Comme ce fut le cas dans les années 1970, l’Algérie se sert aujourd’hui du gaz comme d’une «arme diplomatique et géostratégique» contre le Maroc, écrit le magazine panafricain «Jeune Afrique».
Près de cinquante ans après le choc pétrolier de 1973, «le gaz redevient une arme diplomatique dont les autorités algériennes n’hésitent pas à user dans leur conflit avec le Maroc», souligne le média dans un article mis en ligne lundi sous le titre «Algérie: le gaz, une arme à double tranchant».
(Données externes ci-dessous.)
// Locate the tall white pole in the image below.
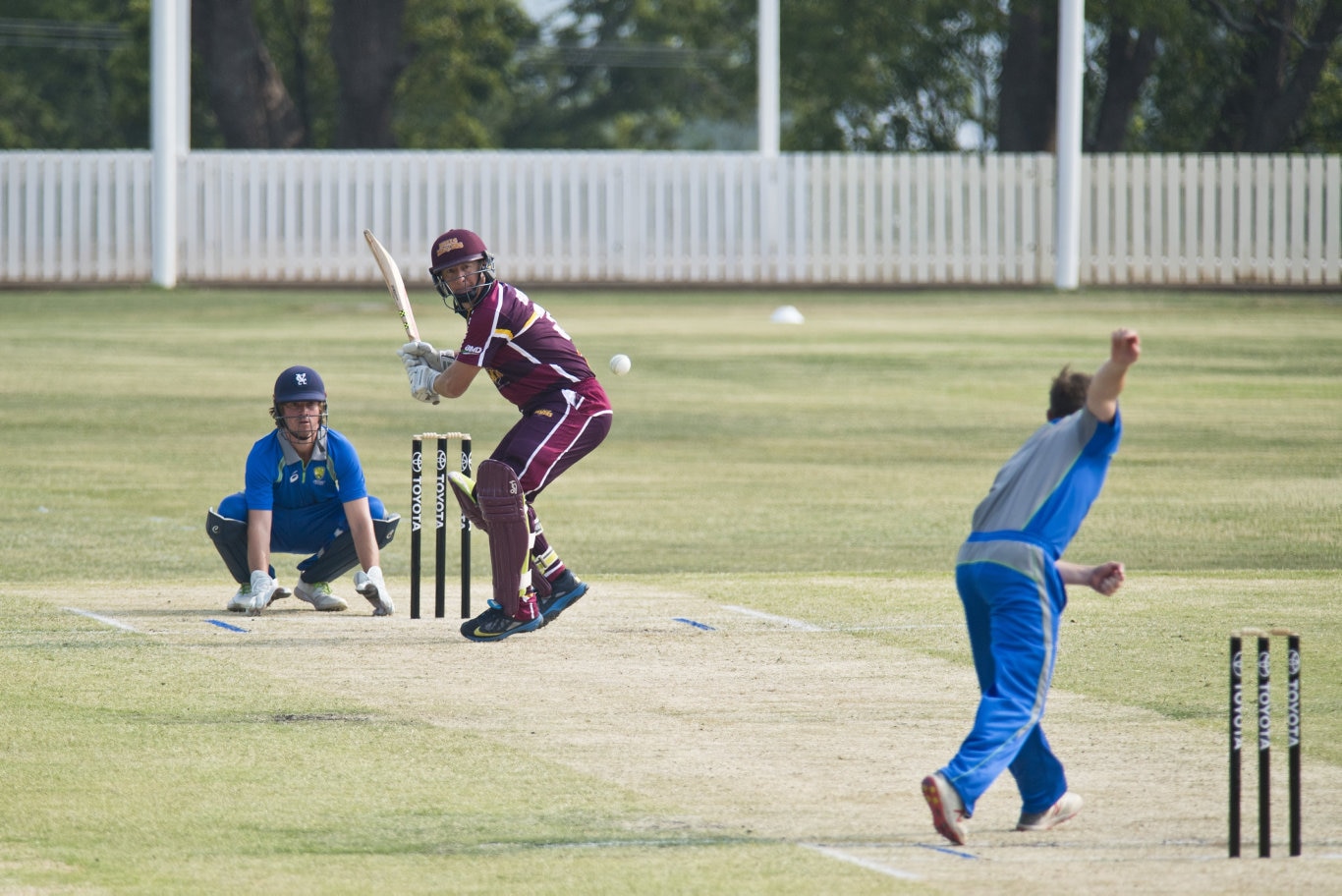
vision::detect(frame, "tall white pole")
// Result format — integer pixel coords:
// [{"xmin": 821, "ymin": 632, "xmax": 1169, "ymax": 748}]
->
[
  {"xmin": 1053, "ymin": 0, "xmax": 1086, "ymax": 290},
  {"xmin": 758, "ymin": 0, "xmax": 780, "ymax": 158},
  {"xmin": 149, "ymin": 0, "xmax": 190, "ymax": 289}
]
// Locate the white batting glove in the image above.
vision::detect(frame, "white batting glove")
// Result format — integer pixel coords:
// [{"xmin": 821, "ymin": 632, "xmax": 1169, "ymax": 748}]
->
[
  {"xmin": 247, "ymin": 569, "xmax": 279, "ymax": 616},
  {"xmin": 355, "ymin": 566, "xmax": 396, "ymax": 616},
  {"xmin": 396, "ymin": 341, "xmax": 456, "ymax": 373},
  {"xmin": 407, "ymin": 364, "xmax": 439, "ymax": 405}
]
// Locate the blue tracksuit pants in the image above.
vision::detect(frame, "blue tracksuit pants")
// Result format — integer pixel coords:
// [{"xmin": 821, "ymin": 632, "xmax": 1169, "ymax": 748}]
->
[{"xmin": 941, "ymin": 562, "xmax": 1067, "ymax": 814}]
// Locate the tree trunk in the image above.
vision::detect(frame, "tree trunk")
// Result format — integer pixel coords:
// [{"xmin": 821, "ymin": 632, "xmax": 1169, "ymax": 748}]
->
[
  {"xmin": 331, "ymin": 0, "xmax": 405, "ymax": 149},
  {"xmin": 191, "ymin": 0, "xmax": 304, "ymax": 149},
  {"xmin": 1207, "ymin": 0, "xmax": 1342, "ymax": 153},
  {"xmin": 1086, "ymin": 19, "xmax": 1158, "ymax": 153},
  {"xmin": 997, "ymin": 0, "xmax": 1057, "ymax": 153}
]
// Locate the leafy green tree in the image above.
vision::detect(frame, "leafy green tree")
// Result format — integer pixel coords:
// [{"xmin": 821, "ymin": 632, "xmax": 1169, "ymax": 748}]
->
[
  {"xmin": 503, "ymin": 0, "xmax": 755, "ymax": 149},
  {"xmin": 781, "ymin": 0, "xmax": 1002, "ymax": 151},
  {"xmin": 0, "ymin": 0, "xmax": 149, "ymax": 149},
  {"xmin": 393, "ymin": 0, "xmax": 536, "ymax": 149}
]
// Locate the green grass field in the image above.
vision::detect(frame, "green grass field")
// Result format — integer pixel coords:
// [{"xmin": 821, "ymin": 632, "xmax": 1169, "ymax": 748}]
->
[{"xmin": 0, "ymin": 290, "xmax": 1342, "ymax": 893}]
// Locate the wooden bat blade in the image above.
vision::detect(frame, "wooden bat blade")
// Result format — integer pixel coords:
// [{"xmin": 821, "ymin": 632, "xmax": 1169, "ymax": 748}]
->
[{"xmin": 363, "ymin": 231, "xmax": 419, "ymax": 342}]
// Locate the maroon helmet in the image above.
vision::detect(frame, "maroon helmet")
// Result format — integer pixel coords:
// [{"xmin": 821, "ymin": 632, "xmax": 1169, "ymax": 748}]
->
[{"xmin": 428, "ymin": 228, "xmax": 498, "ymax": 318}]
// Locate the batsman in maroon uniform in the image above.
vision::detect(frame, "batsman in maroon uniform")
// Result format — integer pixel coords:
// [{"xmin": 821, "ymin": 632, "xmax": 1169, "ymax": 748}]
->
[{"xmin": 399, "ymin": 229, "xmax": 612, "ymax": 642}]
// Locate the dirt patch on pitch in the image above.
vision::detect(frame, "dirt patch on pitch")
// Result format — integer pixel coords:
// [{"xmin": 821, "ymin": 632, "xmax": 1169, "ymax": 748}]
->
[{"xmin": 47, "ymin": 585, "xmax": 1342, "ymax": 896}]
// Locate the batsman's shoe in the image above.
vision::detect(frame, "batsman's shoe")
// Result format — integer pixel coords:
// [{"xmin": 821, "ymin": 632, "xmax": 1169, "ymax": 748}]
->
[
  {"xmin": 540, "ymin": 570, "xmax": 587, "ymax": 622},
  {"xmin": 1016, "ymin": 790, "xmax": 1082, "ymax": 830},
  {"xmin": 462, "ymin": 601, "xmax": 545, "ymax": 642},
  {"xmin": 355, "ymin": 566, "xmax": 396, "ymax": 616},
  {"xmin": 294, "ymin": 580, "xmax": 349, "ymax": 613},
  {"xmin": 923, "ymin": 771, "xmax": 969, "ymax": 846}
]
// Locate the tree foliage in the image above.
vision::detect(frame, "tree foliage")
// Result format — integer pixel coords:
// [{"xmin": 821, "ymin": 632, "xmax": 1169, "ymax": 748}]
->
[{"xmin": 0, "ymin": 0, "xmax": 1342, "ymax": 151}]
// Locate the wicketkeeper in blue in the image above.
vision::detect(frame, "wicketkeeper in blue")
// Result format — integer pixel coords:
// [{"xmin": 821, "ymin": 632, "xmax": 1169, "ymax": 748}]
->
[
  {"xmin": 922, "ymin": 328, "xmax": 1142, "ymax": 844},
  {"xmin": 205, "ymin": 364, "xmax": 400, "ymax": 616}
]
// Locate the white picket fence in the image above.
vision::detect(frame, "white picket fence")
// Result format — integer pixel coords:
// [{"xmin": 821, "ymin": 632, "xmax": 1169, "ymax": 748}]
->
[{"xmin": 0, "ymin": 150, "xmax": 1342, "ymax": 287}]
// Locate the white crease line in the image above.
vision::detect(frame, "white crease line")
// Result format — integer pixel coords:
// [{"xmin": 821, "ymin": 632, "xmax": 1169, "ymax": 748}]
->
[
  {"xmin": 60, "ymin": 606, "xmax": 139, "ymax": 633},
  {"xmin": 802, "ymin": 844, "xmax": 922, "ymax": 880},
  {"xmin": 722, "ymin": 603, "xmax": 824, "ymax": 632}
]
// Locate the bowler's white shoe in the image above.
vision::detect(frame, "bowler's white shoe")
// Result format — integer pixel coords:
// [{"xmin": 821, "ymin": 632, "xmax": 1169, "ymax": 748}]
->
[
  {"xmin": 1016, "ymin": 790, "xmax": 1082, "ymax": 830},
  {"xmin": 294, "ymin": 580, "xmax": 349, "ymax": 613},
  {"xmin": 923, "ymin": 771, "xmax": 969, "ymax": 846}
]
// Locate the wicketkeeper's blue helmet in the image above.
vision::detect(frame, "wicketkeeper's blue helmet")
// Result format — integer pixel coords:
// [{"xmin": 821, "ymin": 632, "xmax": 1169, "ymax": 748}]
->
[{"xmin": 272, "ymin": 364, "xmax": 326, "ymax": 405}]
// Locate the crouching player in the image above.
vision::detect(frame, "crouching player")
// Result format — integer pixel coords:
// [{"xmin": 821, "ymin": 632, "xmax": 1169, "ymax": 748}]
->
[
  {"xmin": 205, "ymin": 366, "xmax": 400, "ymax": 616},
  {"xmin": 399, "ymin": 229, "xmax": 612, "ymax": 642}
]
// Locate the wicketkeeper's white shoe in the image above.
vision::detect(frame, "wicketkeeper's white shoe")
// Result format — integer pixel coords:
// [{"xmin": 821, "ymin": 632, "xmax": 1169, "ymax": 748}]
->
[
  {"xmin": 294, "ymin": 580, "xmax": 349, "ymax": 613},
  {"xmin": 355, "ymin": 566, "xmax": 396, "ymax": 616},
  {"xmin": 923, "ymin": 771, "xmax": 969, "ymax": 846},
  {"xmin": 228, "ymin": 570, "xmax": 289, "ymax": 616},
  {"xmin": 1016, "ymin": 790, "xmax": 1082, "ymax": 830}
]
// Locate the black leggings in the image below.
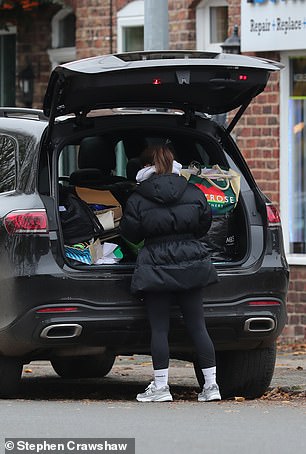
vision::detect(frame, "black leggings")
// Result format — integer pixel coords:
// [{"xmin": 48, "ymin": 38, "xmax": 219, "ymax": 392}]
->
[{"xmin": 144, "ymin": 289, "xmax": 216, "ymax": 370}]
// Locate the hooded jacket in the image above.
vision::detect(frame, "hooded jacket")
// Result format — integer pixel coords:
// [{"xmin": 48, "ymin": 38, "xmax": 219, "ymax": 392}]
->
[{"xmin": 120, "ymin": 174, "xmax": 217, "ymax": 293}]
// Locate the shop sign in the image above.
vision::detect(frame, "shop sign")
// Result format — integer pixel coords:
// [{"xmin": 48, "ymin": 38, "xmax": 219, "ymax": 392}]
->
[
  {"xmin": 241, "ymin": 0, "xmax": 306, "ymax": 52},
  {"xmin": 290, "ymin": 57, "xmax": 306, "ymax": 99}
]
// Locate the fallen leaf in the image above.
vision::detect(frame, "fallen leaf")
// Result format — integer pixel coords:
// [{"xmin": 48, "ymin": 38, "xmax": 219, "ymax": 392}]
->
[{"xmin": 235, "ymin": 396, "xmax": 245, "ymax": 402}]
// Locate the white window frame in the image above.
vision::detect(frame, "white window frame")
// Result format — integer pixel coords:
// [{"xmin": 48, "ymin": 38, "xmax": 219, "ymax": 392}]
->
[
  {"xmin": 48, "ymin": 8, "xmax": 76, "ymax": 69},
  {"xmin": 280, "ymin": 50, "xmax": 306, "ymax": 265},
  {"xmin": 196, "ymin": 0, "xmax": 228, "ymax": 52},
  {"xmin": 117, "ymin": 0, "xmax": 144, "ymax": 53},
  {"xmin": 0, "ymin": 25, "xmax": 17, "ymax": 104}
]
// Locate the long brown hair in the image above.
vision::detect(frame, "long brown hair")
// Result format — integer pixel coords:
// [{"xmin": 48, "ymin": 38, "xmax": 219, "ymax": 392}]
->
[{"xmin": 140, "ymin": 145, "xmax": 174, "ymax": 174}]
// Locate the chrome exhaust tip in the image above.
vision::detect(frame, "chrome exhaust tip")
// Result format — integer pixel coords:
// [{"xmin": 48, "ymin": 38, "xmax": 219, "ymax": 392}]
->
[
  {"xmin": 40, "ymin": 323, "xmax": 83, "ymax": 339},
  {"xmin": 244, "ymin": 317, "xmax": 276, "ymax": 333}
]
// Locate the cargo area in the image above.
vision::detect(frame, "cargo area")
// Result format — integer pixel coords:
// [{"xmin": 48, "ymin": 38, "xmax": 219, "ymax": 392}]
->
[{"xmin": 58, "ymin": 122, "xmax": 248, "ymax": 267}]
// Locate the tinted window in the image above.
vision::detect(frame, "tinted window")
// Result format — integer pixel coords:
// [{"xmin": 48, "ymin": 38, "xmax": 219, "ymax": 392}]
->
[{"xmin": 0, "ymin": 134, "xmax": 18, "ymax": 192}]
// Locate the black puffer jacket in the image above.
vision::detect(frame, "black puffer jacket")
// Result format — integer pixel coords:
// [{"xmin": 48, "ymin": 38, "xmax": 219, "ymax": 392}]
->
[{"xmin": 120, "ymin": 174, "xmax": 217, "ymax": 293}]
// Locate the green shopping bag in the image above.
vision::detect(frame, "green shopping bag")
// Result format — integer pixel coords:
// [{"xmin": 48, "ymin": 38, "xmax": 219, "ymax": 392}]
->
[{"xmin": 189, "ymin": 165, "xmax": 240, "ymax": 215}]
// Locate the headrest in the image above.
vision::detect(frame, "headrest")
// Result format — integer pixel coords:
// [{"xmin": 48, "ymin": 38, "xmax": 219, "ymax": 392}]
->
[{"xmin": 126, "ymin": 158, "xmax": 142, "ymax": 181}]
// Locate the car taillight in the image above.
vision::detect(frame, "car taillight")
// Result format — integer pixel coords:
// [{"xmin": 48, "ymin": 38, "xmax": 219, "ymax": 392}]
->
[
  {"xmin": 247, "ymin": 300, "xmax": 281, "ymax": 306},
  {"xmin": 266, "ymin": 203, "xmax": 281, "ymax": 227},
  {"xmin": 4, "ymin": 210, "xmax": 48, "ymax": 235}
]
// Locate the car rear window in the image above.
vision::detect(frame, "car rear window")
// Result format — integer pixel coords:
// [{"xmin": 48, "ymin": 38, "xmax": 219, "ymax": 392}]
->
[{"xmin": 0, "ymin": 134, "xmax": 18, "ymax": 193}]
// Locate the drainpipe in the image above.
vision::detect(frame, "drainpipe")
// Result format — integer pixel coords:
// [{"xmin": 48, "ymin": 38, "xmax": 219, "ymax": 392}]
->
[{"xmin": 144, "ymin": 0, "xmax": 169, "ymax": 50}]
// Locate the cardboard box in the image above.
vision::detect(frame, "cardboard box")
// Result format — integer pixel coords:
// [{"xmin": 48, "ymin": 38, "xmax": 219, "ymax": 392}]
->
[{"xmin": 75, "ymin": 186, "xmax": 122, "ymax": 225}]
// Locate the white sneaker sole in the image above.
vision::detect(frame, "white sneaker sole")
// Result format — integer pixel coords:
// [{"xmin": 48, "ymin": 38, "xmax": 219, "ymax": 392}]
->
[
  {"xmin": 198, "ymin": 394, "xmax": 221, "ymax": 402},
  {"xmin": 136, "ymin": 394, "xmax": 173, "ymax": 402}
]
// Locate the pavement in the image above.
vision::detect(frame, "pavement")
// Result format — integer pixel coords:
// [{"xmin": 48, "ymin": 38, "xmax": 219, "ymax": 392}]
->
[{"xmin": 20, "ymin": 344, "xmax": 306, "ymax": 401}]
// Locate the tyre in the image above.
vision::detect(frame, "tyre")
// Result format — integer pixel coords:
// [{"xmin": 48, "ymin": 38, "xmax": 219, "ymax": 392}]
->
[
  {"xmin": 51, "ymin": 350, "xmax": 116, "ymax": 378},
  {"xmin": 194, "ymin": 344, "xmax": 276, "ymax": 399},
  {"xmin": 0, "ymin": 357, "xmax": 23, "ymax": 397}
]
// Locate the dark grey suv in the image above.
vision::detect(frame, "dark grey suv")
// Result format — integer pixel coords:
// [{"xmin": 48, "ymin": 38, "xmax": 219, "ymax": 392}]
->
[{"xmin": 0, "ymin": 51, "xmax": 288, "ymax": 398}]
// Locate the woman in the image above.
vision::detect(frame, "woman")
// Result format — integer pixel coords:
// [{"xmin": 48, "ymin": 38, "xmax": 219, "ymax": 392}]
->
[{"xmin": 121, "ymin": 145, "xmax": 221, "ymax": 402}]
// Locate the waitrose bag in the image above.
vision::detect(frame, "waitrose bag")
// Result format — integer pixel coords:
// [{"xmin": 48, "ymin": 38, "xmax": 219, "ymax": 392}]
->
[{"xmin": 185, "ymin": 165, "xmax": 240, "ymax": 215}]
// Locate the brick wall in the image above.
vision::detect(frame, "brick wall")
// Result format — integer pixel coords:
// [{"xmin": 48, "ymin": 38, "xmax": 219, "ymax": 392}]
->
[
  {"xmin": 13, "ymin": 0, "xmax": 306, "ymax": 341},
  {"xmin": 16, "ymin": 7, "xmax": 58, "ymax": 109},
  {"xmin": 168, "ymin": 0, "xmax": 196, "ymax": 50}
]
Dans ce sillage, après les menaces, Alger a décidé de ne pas renouveler le contrat du Gazoduc Maghreb-Europe (GME), qui dessert l’Espagne et le Portugal à travers le territoire marocain, dans l’objectif de «punir» le Maroc et de «l’asphyxier» économiquement, observe Jeune Afrique.
«La décision de recourir à l’arme du gaz obéit à des considérations politiques», note le magazine, rappelant que cette arme sera à nouveau utilisée dans la crise diplomatique qui oppose Alger et Madrid en lien avec la question du «Sahara occidental».
L’Algérie a réduit de 25% ses livraisons de gaz à l’Espagne, selon el Economista
En représailles à la décision de l’Espagne de soutenir le plan d’autonomie marocain pour le règlement de ce conflit qui dure depuis 1975, en avril, dans le contexte de la guerre en Ukraine, le PDG de Sonatrach affirmait ne pas exclure de recalculer le prix du gaz livré à l’Espagne, très dépendante des approvisionnements en provenance d’Algérie.
«Décodé, le message est plutôt clair. Les Algériens ont les moyens de faire pression sur les Espagnols en guise de représailles à leur revirement sur la question du Sahara», soutient-on.
S’interrogeant sur la marge de manœuvre des autorités algériennes dans ce dossier hautement sensible, leurs capacités d’aller jusqu’au bout de ces menaces et le prix à payer, le média panafricain estime qu’en cas de rupture unilatérale de ce contrat, la bataille judiciaire risque d’être longue et pas forcément en faveur de Sonatrach.
«Il n’y a aucun fondement juridique pour arrêter de fournir du gaz aux Espagnols sous prétexte que ces derniers en cèdent une partie au Maroc», tranche Roger Carvalho, analyste et directeur du cabinet SPTEC, spécialisé dans les hydrocarbures en Afrique et au Moyen-Orient.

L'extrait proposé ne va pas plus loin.